Philipp Beckhove, Inhaber Hof Beckhove

© Adobe Stock

Solarpanels sind mittlerweile auf vielen Hofdächern zu finden.

Nachhaltigkeit durch innovative Umwelttechnik

Auch im Bereich des Umweltschutzes leisten moderne Stalltechnologien wichtige Beiträge. Optimierte Lüftungssysteme verbessern die Luftqualität im Stall und können gleichzeitig Emissionen reduzieren. Wärmetauscher tragen darüber hinaus dazu bei, Staub- und Ammoniakemissionen zu senken.

Durch die Kombination aus präziser Fütterung, effizientem Energieeinsatz und modernen Klimasystemen wird der Ressourceneinsatz insgesamt reduziert. Dies stärkt die Nachhaltigkeit der Geflügelfleischproduktion und unterstützt die Betriebe dabei, ihre Umweltwirkungen kontinuierlich zu verbessern.

High Tech auf dem Hof Beckhove

Technik unterstützt den Menschen – sie ersetzt ihn nicht

Moderne Technik kann viele Prozesse unterstützen und ist somit eine wichtige Grundlage, um im internationalen Wettbewerb zu bestehen. Sie kann jedoch weder die Erfahrung noch den geschulten Blick der Tierhalter ersetzen. Vielmehr ist sie ein Werkzeug, das Tierhalter dabei unterstützt, Arbeitsprozesse rund um die Uhr effizient zu überwachen und zu gestalten.

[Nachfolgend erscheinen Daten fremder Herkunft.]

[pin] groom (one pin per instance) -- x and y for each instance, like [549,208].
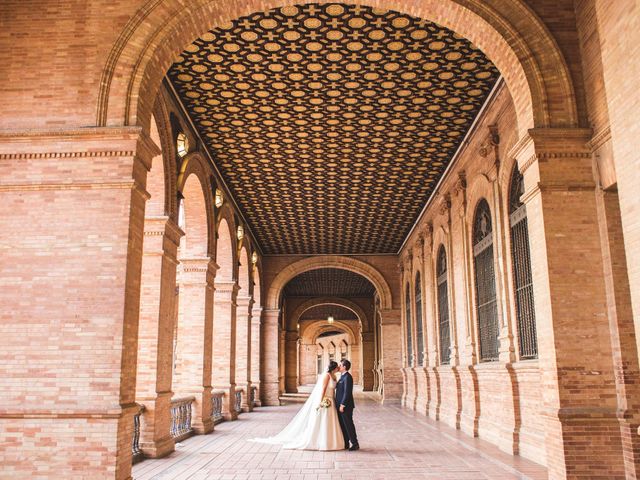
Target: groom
[345,405]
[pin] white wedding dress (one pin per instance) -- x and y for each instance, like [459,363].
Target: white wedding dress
[312,428]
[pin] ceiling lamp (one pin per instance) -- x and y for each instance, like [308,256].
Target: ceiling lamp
[219,198]
[182,145]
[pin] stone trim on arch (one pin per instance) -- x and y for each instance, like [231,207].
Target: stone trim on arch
[329,261]
[341,302]
[509,33]
[314,330]
[161,115]
[195,164]
[225,212]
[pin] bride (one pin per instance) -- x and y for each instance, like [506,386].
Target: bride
[316,425]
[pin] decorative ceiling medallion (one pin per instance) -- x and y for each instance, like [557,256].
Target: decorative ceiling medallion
[329,282]
[333,123]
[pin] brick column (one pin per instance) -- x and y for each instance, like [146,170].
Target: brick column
[391,341]
[256,322]
[243,349]
[291,361]
[270,358]
[625,354]
[155,334]
[72,234]
[368,354]
[224,345]
[193,348]
[578,382]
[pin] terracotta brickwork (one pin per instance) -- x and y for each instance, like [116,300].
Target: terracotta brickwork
[124,283]
[526,406]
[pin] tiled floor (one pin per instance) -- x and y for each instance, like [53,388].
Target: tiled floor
[395,444]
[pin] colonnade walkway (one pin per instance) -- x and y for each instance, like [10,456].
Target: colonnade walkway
[395,444]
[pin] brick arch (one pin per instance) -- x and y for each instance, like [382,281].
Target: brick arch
[341,302]
[315,329]
[168,148]
[329,261]
[244,271]
[193,184]
[256,292]
[226,251]
[509,33]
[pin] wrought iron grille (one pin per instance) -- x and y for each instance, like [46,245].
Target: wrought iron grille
[486,307]
[443,308]
[522,278]
[409,336]
[136,451]
[238,404]
[216,406]
[419,326]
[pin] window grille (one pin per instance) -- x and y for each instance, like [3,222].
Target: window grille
[408,320]
[419,326]
[522,279]
[443,307]
[486,308]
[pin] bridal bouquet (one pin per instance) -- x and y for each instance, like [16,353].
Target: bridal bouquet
[325,403]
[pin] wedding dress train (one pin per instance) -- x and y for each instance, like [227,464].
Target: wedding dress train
[312,428]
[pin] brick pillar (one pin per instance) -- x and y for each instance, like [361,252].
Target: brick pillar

Die Automatisierung bedeutet für die Betriebe vor allem eine spürbare Entlastung im Arbeitsalltag. Viele Routineaufgaben laufen automatisch ab, sodass mehr Zeit für die Kontrolle der Hähnchen und Puten sowie für andere betriebliche Aufgaben bleibt. Trotzdem ist die Technik kein Selbstläufer. Nur regelmäßig gewartete Anlagen liefern dauerhaft zuverlässige Ergebnisse. Zudem müssen die gewonnenen Daten fachgerecht bewertet und entsprechende Schlüsse daraus gezogen werden.

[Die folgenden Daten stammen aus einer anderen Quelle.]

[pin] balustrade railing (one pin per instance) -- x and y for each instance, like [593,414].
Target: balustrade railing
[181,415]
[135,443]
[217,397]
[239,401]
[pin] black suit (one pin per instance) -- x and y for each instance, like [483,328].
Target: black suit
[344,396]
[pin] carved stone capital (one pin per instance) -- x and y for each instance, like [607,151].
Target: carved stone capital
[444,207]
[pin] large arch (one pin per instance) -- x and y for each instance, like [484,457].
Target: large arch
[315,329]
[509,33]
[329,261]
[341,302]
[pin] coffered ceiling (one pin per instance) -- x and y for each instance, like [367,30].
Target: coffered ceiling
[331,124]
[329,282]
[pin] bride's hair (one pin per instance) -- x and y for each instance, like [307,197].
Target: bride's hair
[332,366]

Insgesamt ist jedoch klar: Technische Innovationen bieten der Geflügelhaltung große Chancen. Sie erleichtern den Arbeitsalltag, helfen dabei, Ressourcen gezielter einzusetzen, und schaffen bessere Voraussetzungen für eine tiergerechte Haltung. Es zeigt sich jedoch auch, dass moderne Technik nur dann ihr volles Potenzial entfalten kann, wenn sie mit Fachwissen, Erfahrung und einem verantwortungsvollen Umgang mit den Tieren kombiniert wird. So können Innovationen einen wichtigen Beitrag dazu leisten, die Geflügelhaltung Schritt für Schritt nachhaltiger, effizienter und zukunftsfähiger zu gestalten.

Fazit: Die Zukunft des Geflügelstalls ist digital


Die Digitalisierung eröffnet der Geflügelhaltung neue Möglichkeiten. Sensoren, künstliche Intelligenz und automatisierte Steuerungssysteme liefern immer genauere Informationen über Tiere und Stallklima. Dadurch können Entscheidungen schneller und präziser getroffen werden.

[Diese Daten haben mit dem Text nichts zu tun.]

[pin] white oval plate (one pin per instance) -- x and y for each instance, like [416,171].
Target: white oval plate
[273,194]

Der moderne Geflügelstall entwickelt sich zunehmend zu einem intelligenten Produktionssystem, das Tierwohl, Nachhaltigkeit und Effizienz miteinander verbindet. Deutsche Geflügelhalter investieren kontinuierlich in solche Technologien, um auch künftig hochwertige Lebensmittel unter hohen Standards zu produzieren.

Moderne Stalltechnik zeigt damit eindrucksvoll, dass Innovation und verantwortungsvolle Tierhaltung Hand in Hand gehen können – zum Nutzen der Tiere, der Umwelt und der Verbraucherinnen und Verbraucher.